Тут дверь распахнулась, и я невольно вздрогнул. Но это был тот же доктор Бернард, уже не в облачении, но в обычном плаще поверх своей университетской мантии. Руки он почему-то держал за спиной.
— А я как раз повествую доктору Бруно о том клиенте, который хотел приобрести греческий манускрипт из собрания декана Флеминга, который вы спасли во время чистки шестьдесят девятого года, — сообщил Дженкс Бернарду, и тот задумчиво кивнул в ответ.
— Я нашел эту книгу в старом сундуке, — пояснил он. — Я тогда только заступил на должность библиотекаря, а мой предшественник то ли не мог прочесть рукопись, то ли не знал ей цену. Но я-то узнал ее и понял, что она очень ценна. И очень опасна — в зависимости от того, в чьи руки попадет.
— Так вы ее украли? — поторопил я рассказчика.
Бернард нахмурился.
— Ничего подобного. Да я и не смог бы: каждый год проводилась полная опись всего собрания, любая пропажа тут же была бы замечена. Но Господь помогает тем, кто стоит за веру: в шестьдесят девятом году началась, как вам известно, чистка университетских библиотек, и, пока наши гости в своем рвении истребляли все, что казалось им опасным, нетрудно было вынести из колледжа кое-какие, скажем так, нежелательные рукописи.

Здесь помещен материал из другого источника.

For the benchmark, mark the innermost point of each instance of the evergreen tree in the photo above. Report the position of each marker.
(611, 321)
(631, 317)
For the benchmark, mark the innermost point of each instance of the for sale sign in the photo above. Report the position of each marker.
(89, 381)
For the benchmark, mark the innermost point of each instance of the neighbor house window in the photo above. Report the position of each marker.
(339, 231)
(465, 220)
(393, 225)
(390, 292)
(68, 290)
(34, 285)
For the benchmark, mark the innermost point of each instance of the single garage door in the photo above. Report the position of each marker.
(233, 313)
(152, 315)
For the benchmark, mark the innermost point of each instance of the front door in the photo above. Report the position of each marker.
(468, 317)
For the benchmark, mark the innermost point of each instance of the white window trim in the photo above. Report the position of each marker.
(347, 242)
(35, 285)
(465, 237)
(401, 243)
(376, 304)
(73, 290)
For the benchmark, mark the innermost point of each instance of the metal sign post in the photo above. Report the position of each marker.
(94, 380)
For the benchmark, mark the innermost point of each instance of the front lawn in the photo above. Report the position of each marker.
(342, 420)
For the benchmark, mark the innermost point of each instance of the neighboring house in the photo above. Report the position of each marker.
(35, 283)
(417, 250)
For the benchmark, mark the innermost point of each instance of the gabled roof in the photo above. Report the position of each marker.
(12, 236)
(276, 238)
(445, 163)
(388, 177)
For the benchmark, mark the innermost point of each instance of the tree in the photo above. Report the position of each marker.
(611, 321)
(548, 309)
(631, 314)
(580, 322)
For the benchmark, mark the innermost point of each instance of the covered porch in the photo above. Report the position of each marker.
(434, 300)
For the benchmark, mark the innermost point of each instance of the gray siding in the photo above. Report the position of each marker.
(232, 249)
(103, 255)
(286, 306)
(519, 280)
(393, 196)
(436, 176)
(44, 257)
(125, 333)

Я сказал Роуленду, что у меня есть пропавшая рукопись Гермеса Трисмегиста, которую Фичино отказался переводить, убоявшись ответственности перед христианским миром. Должно быть, Дженкс не вполне поверил моим словам, пока я не принес ему манускрипт.
Дженкс махнул рукой, отметая это обвинение.
— Как только я заглянул в книгу, так сразу убедился в ее подлинности, — сказал он. — Козимо Медичи заплатил целое состояние за то, чтобы ему нашли ее в Византии, но прочесть так и не смог. А я знал, что есть один человек, который заплатит мне любую сумму, лишь бы заполучить этот манускрипт в свою коллекцию.
— Думаю, вы знаете, о ком идет речь, — лукаво намекнул Бернард. — Он был наставником вашего друга Филипа Сидни. Колдун Джон Ди, астролог еретички Елизаветы.
— Значит, — я в растерянности переводил взгляд с одного собеседника на другого, чувствуя, как угасает надежда, — значит, книга у Джона Ди? Вы ему ее продали?
— И да и нет, — отвечал Дженкс. — Я согласился уступить ему книгу за большие деньги, мы обменялись письмами, и Ди лично приехал в Оксфорд, чтобы совершить сделку. Но тут вмешался случай — то ли Провидение, то ли иная сила.
— О чем вы говорите? — нетерпеливо спросил я, утомившись этой игрой в кошки-мышки.